Workplace safety for nurses and other health care workers essential to effective advocacy for patient safety

On Day of Mourning, nurses recognize role of workplace safety in patient safety advocacy

Today is the International Day of Mourning for workers killed and injured on the job.

Nurses’ patient-safety advocacy is well known, understood and supported by Albertans and Canadians. They see this kind of advocacy as a core part of the job of any Registered Nurse – and they are glad it is a role members of United Nurses of Alberta take seriously and strive to fulfill throughout their nursing careers.

UNA also believes speaking up forcefully for the safety of nurses, other health care workers and all working people on the job is part of our union’s patient advocacy role.

The links are obvious when we think about them – effective health care depends on safe and skilled health care workers, yet nursing in particular is a job that carries health risks ranging from back injuries received moving patients to dealing with volatile situations.

Our goal is to help all working people and encourage them to be safe so they do not need the services health care professionals like Registered Nurses provide in an emergency.

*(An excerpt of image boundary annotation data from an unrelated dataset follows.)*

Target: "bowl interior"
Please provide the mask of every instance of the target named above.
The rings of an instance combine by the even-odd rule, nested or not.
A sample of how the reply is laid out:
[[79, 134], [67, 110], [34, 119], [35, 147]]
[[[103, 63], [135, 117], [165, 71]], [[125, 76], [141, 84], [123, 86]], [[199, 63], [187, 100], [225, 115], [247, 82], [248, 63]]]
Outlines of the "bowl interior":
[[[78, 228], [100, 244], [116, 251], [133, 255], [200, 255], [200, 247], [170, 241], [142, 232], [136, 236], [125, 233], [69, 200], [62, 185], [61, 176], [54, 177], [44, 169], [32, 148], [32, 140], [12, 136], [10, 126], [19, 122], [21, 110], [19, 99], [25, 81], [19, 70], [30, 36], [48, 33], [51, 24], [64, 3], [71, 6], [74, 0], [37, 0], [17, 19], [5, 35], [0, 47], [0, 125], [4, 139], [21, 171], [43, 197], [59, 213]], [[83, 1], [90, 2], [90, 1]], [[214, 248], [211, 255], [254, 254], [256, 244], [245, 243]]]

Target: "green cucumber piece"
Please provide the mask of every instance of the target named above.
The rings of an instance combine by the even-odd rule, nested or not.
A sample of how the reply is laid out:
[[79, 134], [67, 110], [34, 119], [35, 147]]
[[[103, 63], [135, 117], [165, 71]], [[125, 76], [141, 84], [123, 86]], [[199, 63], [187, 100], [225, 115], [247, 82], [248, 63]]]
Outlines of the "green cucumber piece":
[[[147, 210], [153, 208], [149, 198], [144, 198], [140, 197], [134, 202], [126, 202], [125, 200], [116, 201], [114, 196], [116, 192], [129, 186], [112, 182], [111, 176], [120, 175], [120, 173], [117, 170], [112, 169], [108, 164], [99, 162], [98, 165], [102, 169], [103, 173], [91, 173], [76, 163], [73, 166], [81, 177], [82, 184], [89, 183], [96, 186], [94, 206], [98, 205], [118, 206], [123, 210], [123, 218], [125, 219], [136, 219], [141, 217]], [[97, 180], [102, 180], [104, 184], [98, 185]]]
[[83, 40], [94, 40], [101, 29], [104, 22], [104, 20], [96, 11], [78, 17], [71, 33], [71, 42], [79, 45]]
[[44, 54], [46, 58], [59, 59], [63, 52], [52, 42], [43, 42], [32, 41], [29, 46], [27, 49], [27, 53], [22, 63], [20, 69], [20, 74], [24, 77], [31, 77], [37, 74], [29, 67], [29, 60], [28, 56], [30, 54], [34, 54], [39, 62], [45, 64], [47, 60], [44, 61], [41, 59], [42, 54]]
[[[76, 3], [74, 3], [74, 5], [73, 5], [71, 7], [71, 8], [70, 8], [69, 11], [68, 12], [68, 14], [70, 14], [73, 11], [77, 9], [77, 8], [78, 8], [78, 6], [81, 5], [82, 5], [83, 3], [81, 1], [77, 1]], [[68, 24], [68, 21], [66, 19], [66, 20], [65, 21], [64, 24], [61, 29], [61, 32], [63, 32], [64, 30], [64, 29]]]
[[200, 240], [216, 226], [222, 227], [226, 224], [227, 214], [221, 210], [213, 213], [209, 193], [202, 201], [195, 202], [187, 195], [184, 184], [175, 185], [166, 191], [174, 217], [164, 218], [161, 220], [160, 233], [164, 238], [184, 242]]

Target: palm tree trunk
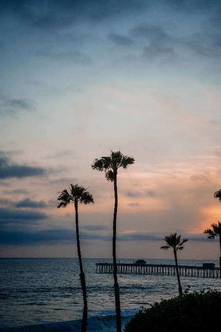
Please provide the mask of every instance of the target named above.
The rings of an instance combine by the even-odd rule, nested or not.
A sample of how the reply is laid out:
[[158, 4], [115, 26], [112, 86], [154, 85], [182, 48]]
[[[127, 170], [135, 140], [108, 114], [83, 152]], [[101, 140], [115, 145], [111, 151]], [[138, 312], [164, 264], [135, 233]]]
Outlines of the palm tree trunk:
[[221, 238], [220, 235], [219, 237], [220, 246], [220, 254], [221, 254], [221, 256], [220, 257], [220, 278], [221, 278]]
[[181, 287], [181, 280], [180, 279], [180, 274], [179, 272], [179, 270], [178, 270], [178, 263], [177, 262], [177, 251], [176, 251], [176, 249], [174, 249], [174, 256], [175, 257], [175, 264], [176, 264], [176, 269], [177, 270], [177, 279], [178, 279], [178, 285], [179, 285], [179, 292], [180, 295], [182, 295], [182, 287]]
[[87, 325], [87, 293], [86, 292], [86, 282], [85, 276], [83, 271], [83, 266], [82, 265], [81, 255], [80, 254], [80, 240], [79, 239], [79, 229], [78, 227], [78, 201], [75, 201], [75, 222], [76, 224], [76, 234], [77, 234], [77, 246], [78, 247], [78, 259], [79, 260], [79, 265], [80, 266], [80, 284], [81, 285], [82, 291], [83, 292], [83, 317], [81, 322], [81, 332], [86, 332], [86, 328]]
[[116, 311], [117, 331], [121, 332], [121, 303], [120, 301], [120, 289], [118, 283], [117, 267], [116, 259], [116, 232], [117, 232], [117, 212], [118, 211], [118, 188], [117, 187], [117, 171], [114, 171], [114, 187], [115, 202], [114, 205], [114, 220], [113, 223], [113, 263], [114, 266], [114, 293], [115, 295], [115, 306]]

UNA members are particularly mindful of this around April 28, the International Day of Mourning for working people throughout the world who are killed or injured on the job.

Over the past several years, UNA members have been particularly concerned with the potential impacts on worker and patient health and safety of the security measures in Alberta health care facilities, especially those in remote locations where police services are far away and not always available. 

Employers are required to provide safe workplaces for employees, and to educate all employees about how to report health and safety problems they have experienced or see developing, including the potential for workplace violence.

Because front-line nurses tend to emphasize patient care over all else, UNA strives to encourage them to take part in this vital reporting and monitoring process, which is essential to the occupational health and safety of everyone who works in or needs to use health care in Alberta.

Only when nurses have safe workplaces can they feel safe – and thus have the ability to advocate and provide safe patient care in confidence.